London’s Natural History Museum is one of the initiators of the Biodiversity Heritage Library project. It’s a building block in one of the most important global digitisation programmes ever undertaken. Graham Higley explains to Elspeth Hyams.

Researchers in the biological sciences will soon have a comprehensive reference source, an encyclopedia of all the species ever named.

The Encyclopedia of Life (EOL), officially launched in May 2007, is a huge project, which aims to set up a website for every species on the planet – 1.8m of them that we know about so far. A high proportion of these websites will contain very little information, because about a million species have only ever been described once. But other species, such as polar bears, have a wealth of literature. More intensively studied species will have long and complex documentation, and links to hundreds of other websites.
Each species’ site will have two components: an edited, controlled, scientific view of the species, managed by a scientific editor, who will look after ‘authoritative content’; and a component ‘just like Wikipedia’, to which members of the public can contribute information.

The ‘editors’ will trawl each species’ community’s contributions for material that can be included in the authoritative content. In biology, as with so many specialist topics, the world’s most knowledgeable person on a particular species may be an amateur, not a scientist.

The EOL project will take about 10 years to complete.

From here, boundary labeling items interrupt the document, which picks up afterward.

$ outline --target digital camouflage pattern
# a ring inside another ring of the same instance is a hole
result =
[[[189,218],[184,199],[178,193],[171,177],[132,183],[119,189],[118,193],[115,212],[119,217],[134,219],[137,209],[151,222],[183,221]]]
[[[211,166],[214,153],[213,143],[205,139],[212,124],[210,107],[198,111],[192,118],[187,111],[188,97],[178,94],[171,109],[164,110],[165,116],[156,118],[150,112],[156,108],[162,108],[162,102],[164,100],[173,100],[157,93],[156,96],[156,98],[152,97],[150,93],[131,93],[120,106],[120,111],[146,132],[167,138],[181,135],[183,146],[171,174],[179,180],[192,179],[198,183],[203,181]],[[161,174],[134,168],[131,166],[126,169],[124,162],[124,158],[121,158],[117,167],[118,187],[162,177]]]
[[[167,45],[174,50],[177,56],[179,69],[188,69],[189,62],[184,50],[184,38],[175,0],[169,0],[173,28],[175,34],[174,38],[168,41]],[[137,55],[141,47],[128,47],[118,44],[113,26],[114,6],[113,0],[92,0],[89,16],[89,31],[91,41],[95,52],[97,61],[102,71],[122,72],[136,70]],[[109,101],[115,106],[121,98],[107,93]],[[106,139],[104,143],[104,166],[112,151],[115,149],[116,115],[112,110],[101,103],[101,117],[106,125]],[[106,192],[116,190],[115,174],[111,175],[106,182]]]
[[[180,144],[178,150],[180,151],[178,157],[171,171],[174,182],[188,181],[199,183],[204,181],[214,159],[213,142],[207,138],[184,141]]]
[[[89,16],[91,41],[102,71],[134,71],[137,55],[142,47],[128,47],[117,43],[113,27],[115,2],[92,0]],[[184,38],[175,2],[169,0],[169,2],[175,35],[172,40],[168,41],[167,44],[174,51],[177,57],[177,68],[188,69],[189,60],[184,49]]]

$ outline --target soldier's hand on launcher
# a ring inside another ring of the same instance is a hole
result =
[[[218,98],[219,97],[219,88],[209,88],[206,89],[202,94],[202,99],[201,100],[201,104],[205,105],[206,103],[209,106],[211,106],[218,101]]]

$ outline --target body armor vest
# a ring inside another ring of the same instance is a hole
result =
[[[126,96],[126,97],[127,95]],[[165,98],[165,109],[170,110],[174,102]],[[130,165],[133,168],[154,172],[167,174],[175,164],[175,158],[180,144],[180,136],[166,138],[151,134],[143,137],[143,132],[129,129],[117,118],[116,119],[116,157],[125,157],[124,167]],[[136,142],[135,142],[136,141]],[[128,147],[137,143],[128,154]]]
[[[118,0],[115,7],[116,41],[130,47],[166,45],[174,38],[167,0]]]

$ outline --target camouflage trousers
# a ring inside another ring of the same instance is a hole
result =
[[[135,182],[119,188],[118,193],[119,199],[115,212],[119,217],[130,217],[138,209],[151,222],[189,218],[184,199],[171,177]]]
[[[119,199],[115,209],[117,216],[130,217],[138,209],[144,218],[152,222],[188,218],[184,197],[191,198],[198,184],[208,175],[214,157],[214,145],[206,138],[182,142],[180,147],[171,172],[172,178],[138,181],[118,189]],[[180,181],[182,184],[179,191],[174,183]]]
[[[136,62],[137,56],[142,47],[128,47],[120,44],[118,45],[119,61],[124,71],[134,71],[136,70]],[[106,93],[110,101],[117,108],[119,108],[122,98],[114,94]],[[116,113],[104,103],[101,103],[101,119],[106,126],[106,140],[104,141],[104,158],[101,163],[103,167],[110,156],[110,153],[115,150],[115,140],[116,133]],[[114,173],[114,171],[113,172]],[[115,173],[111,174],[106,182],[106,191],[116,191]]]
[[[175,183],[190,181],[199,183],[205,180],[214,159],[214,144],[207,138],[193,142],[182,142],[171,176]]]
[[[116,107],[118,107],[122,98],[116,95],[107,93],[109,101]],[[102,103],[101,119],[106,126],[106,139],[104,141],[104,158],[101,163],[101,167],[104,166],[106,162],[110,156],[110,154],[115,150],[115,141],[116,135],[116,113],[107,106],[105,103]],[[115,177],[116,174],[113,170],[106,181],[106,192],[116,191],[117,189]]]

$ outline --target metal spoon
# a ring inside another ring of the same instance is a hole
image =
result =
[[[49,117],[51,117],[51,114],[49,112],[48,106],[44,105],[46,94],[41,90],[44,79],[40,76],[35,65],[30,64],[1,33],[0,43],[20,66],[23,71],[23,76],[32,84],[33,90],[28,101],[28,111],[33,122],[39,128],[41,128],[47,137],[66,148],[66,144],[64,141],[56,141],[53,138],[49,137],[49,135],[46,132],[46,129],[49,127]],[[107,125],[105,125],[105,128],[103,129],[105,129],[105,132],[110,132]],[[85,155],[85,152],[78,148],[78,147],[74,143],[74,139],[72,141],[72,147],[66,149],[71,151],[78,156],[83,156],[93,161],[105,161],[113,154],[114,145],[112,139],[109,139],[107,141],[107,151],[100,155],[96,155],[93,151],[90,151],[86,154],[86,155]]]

There is already $50m of funding in place, and the cost of the whole project is expected to be in the region of $70m-$100m.
EOL would not be possible without a fundamental building block, a database containing the majority of all literature on systematic biology. This material will be digitised, under the auspices of the Biodiversity Heritage Library (BHL) project. That initiative came out of ‘Libraries and Laboratories’, a conference at the Natural History Museum (NHM) just over two years ago. The conference was organised by the NHM Head of Library & Information Services, Graham Higley, with funding from the US Sloan Foundation, and it addressed the interaction between biological science and biological literature.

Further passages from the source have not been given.